TIMING - Wait ended at: Sat Mar 20 06:05:35 UTC 2021
Generating connection YAML file...
[I 06:05:52.073 NotebookApp] 302 POST /node/carina-10-123-0-3/8071/login (10.123.0.7) 3.000000ms
[I 06:05:52.311 NotebookApp] 302 GET /node/carina-10-123-0-3/8071/ (10.123.0.7) 0.960000ms
[I 06:06:02.239 NotebookApp] Creating new notebook in
[I 06:06:07.794 NotebookApp] Kernel started: d7250af7-0ada-4e6d-9735-c5b4fff36328, name: python3
[I 06:06:24.505 NotebookApp] Starting buffering for d7250af7-0ada-4e6d-9735-c5b4fff36328:195b31fb0b7a41558708f352a6775885
[I 06:06:24.814 NotebookApp] Saving file at /Untitled6.ipynb
[W 06:06:28.215 NotebookApp] Forbidden
[W 06:06:28.216 NotebookApp] 403 GET /node/carina-10-123-0-3/8071/api/sessions?_=1616220355328 (10.123.0.7) 3.390000ms referer=https://carina-ondemand.usc.edu/node/carina-10-123-0-3/8071/tree?
[W 06:06:28.217 NotebookApp] Forbidden
[W 06:06:28.218 NotebookApp] 403 GET /node/carina-10-123-0-3/8071/api/terminals?_=1616220355329 (10.123.0.7) 3.780000ms referer=https://carina-ondemand.usc.edu/node/carina-10-123-0-3/8071/tree?
slurmstepd: error: *** JOB 133 ON carina-10-123-0-3 CANCELLED AT 2021-03-20T06:06:37 ***

What do your configs look like? specifically allow_origin and disable_check_xsrf.
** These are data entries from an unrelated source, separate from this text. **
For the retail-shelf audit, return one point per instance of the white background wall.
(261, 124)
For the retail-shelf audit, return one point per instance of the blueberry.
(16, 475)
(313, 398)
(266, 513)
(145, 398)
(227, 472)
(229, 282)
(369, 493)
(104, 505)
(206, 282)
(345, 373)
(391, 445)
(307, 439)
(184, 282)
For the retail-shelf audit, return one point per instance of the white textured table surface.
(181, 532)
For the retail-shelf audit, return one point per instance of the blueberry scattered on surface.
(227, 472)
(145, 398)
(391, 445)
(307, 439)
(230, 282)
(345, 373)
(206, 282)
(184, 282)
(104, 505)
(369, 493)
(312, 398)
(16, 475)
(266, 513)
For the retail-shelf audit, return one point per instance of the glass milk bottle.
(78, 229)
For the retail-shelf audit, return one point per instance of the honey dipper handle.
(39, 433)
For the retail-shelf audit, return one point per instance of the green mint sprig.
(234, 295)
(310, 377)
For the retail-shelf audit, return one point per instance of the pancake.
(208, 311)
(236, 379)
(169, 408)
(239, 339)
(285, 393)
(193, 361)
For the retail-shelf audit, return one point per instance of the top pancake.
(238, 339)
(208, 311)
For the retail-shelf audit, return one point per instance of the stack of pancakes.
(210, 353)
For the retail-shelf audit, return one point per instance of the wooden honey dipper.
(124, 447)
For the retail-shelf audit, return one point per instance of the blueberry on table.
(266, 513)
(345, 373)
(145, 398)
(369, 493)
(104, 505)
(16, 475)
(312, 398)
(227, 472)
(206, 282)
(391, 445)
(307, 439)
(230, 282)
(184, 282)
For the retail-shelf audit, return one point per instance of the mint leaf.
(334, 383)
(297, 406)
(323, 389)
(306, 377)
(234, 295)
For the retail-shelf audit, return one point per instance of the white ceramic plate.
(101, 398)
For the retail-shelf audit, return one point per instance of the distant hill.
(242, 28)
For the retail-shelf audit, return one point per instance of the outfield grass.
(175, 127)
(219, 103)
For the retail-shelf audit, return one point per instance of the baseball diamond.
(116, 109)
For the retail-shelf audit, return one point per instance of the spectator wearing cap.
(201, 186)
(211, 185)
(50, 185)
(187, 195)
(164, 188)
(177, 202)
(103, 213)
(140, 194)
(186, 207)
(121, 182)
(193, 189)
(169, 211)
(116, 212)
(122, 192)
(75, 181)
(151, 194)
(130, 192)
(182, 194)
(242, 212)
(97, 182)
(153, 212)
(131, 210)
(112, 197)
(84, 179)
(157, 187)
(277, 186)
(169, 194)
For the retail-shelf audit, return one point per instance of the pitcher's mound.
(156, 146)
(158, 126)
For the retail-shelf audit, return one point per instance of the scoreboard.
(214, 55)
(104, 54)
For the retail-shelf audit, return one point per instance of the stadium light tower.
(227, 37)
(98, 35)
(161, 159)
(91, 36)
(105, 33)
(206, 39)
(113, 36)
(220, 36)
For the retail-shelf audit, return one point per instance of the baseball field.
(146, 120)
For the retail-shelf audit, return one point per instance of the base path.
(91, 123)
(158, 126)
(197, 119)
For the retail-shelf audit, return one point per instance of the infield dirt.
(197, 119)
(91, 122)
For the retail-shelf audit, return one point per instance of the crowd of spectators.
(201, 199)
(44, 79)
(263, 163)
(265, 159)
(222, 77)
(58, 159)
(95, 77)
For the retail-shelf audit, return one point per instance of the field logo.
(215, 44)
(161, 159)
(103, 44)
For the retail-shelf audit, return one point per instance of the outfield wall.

I’d hone in on the 403 unauthorized. Maybe there’s some setting that’s off of somthing in the middle stripping the authorization header?

Thanks for your suggestions. Here is what is in the ondemand/dev/jupyter/template/before.sh.erb:

(
umask 077
cat > "${CONFIG_FILE}" << EOL
c.NotebookApp.ip = '*'
c.NotebookApp.port = ${port}
c.NotebookApp.port_retries = 0
c.NotebookApp.password = u'sha1:${SALT}:${PASSWORD_SHA1}'
c.NotebookApp.base_url = '/node/${host}/${port}/'
c.NotebookApp.open_browser = False
c.NotebookApp.allow_origin = '*'
c.NotebookApp.notebook_dir = '${HOME}'
c.NotebookApp.disable_check_xsrf = True
EOL
)

On my OnDemand host, in the _error_ssl.log I keep seeing:

[Sat Mar 27 20:02:25.411031 2021] [proxy:error] [pid 2093] (111)Connection refused: AH00957: WS: attempt to connect to 10.123.0.3:80 (*) failed
[Sat Mar 27 20:02:25.411108 2021] [proxy_wstunnel:error] [pid 2093] [client 10.21.74.14:4078] AH02452: failed to make connection to backend: carina-10-123-0-3

10.123.0.3 is the compute node where the python notebook is running, and I verified port 80 is open- my OnDemand host can do a GET with curl or something like that, so nothing is blocking port 80.